Despite the stereotype that women are more interested in marriage than men, studies show that they are more likely to seek a divorce. In 2015, research from the American Sociological Association found that in more than two-thirds of divorces, women were the initiators. Women in Texas and around the country may seek a divorce because of a lack of support for their career and an expectation that they will do most of the child care and housework even if they work outside the home.
In 2019, the U.S. Bureau of Labor Statistics reported that even when both spouses worked, 20% of men said they did daily housework compared to 49% of women. Furthermore, in 2019, a journal reported on a study of 6,000 couples that found many men became distressed when their wives began making more money than them.
Men get more emotional support within the marriage as well. Women tend to talk to their friends and have other sources of support, but men may rely solely on their wives, and this can make them reluctant to leave a marriage. Women who are financially independent are also less likely to remain in a marriage where there is infidelity or abuse.
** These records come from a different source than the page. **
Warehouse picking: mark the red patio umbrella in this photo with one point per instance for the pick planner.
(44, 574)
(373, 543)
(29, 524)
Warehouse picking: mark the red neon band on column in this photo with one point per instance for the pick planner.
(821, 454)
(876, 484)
Property is supposed to be divided equally in Texas, a community property state, and women who make more money than their husbands may be required to pay alimony. If the couple cannot agree on a plan for child custody and visitation, they may have to go to court. A judge will look at factors such as who the child’s main caregiver is and will try to make a decision that is in the best interests of the child. If possible, couples may want to try to reach an agreement out of court with the help of their respective attorneys since it can be quicker and less costly.